Running A Law Firm on Web 2.0
In this article, Tools of the Trade: Web 2.0 Top Ten List (1/29/07), attorney Lee Rosen shares his top ten list of internet tools that can "make the practice of law easier, faster and more convenient for attorneys and our clients." For those unfamiliar with the term Web 2.0, Rosen describes it this way:
Web 2.0 is a vaguely defined phrase, and there is not yet one universally accepted definition. I like to think of it as "software as a service" - sort of “borrowing” software and a server to run it rather than downloading the software to your own machine and being forced to maintain both the software and hardware yourself.
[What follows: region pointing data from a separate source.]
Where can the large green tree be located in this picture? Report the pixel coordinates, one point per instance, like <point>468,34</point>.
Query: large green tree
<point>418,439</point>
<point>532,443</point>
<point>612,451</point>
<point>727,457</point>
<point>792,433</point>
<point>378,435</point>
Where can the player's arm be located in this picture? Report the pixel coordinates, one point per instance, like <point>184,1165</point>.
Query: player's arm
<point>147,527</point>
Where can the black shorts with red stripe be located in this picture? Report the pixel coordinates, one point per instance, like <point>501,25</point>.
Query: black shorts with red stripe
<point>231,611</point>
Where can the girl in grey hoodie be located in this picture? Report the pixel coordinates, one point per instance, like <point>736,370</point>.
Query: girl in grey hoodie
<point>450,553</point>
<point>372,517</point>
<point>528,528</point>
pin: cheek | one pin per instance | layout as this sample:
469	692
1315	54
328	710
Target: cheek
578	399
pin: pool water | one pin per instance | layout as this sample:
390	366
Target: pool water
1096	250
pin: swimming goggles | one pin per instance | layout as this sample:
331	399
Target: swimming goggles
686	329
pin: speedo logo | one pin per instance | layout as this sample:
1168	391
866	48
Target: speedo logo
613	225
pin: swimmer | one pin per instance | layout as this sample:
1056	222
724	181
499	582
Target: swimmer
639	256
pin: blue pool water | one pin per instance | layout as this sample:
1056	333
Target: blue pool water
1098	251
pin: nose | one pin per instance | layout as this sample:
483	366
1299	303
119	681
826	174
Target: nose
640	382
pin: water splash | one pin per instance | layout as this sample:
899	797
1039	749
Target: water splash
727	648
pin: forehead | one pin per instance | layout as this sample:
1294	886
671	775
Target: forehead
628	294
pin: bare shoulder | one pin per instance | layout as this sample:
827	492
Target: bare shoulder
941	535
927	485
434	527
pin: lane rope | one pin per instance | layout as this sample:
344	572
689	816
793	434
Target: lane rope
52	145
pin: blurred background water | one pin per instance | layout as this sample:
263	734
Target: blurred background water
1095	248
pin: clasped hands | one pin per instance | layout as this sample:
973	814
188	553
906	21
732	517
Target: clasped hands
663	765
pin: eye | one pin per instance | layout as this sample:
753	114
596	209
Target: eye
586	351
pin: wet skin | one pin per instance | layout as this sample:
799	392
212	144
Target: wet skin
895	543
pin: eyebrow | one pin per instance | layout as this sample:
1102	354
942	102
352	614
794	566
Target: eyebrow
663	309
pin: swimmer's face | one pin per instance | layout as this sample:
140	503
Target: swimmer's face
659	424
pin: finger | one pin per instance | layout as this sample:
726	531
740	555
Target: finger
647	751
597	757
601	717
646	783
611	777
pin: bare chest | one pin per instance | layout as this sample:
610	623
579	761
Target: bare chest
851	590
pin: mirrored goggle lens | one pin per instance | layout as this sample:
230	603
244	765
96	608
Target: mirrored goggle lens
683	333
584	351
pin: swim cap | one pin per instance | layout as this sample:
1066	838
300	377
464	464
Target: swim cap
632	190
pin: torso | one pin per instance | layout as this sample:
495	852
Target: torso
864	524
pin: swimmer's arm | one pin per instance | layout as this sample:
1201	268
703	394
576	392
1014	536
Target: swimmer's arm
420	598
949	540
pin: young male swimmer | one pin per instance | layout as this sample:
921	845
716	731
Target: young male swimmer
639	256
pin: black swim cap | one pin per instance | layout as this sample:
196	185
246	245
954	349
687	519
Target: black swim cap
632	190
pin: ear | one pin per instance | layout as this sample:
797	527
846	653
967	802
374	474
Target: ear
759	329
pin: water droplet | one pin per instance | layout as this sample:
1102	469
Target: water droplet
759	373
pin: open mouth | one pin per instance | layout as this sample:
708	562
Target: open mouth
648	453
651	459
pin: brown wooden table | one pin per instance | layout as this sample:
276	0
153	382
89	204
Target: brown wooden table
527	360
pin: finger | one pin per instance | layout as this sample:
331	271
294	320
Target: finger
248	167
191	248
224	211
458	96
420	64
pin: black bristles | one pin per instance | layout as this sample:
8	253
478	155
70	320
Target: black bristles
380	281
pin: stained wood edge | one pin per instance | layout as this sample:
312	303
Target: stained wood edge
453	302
Rosen's list of Web 2.0 applications for small firm lawyers include Google Docs (http://docs.google.com) that allows for collaboration on word processed documents via Internet and Google Spreadsheet, a related application for spreadsheets. Rosen notes that neither Google program is as robust as its Microsoft counterpart, but "they have all the features required by the average lawyer." Other applications include online meetings or web conference tools such as gotomeeting.com, Jacuba Charts (http://charts.jacuba.com) for creating full color charts for courtroom use and Wufoo (http://www.wufoo.com) which is a form building application.
As Rosen concludes:
In the Web 2.0 world, you can run an entire law practice without any software residing on your computer. Nearly every kind of application is now available online. It’s an exciting time on the web, and the opportunities for improving collaboration, productivity and freedom in serving your clients and managing your practice are greater than ever.
I have to admit that I personally have not sampled most of these applications. I tend to get stodgy, set in my ways with whatever works and only learning about something new when I perceive a powerful incentive to do so. There's simply no time for any more than that.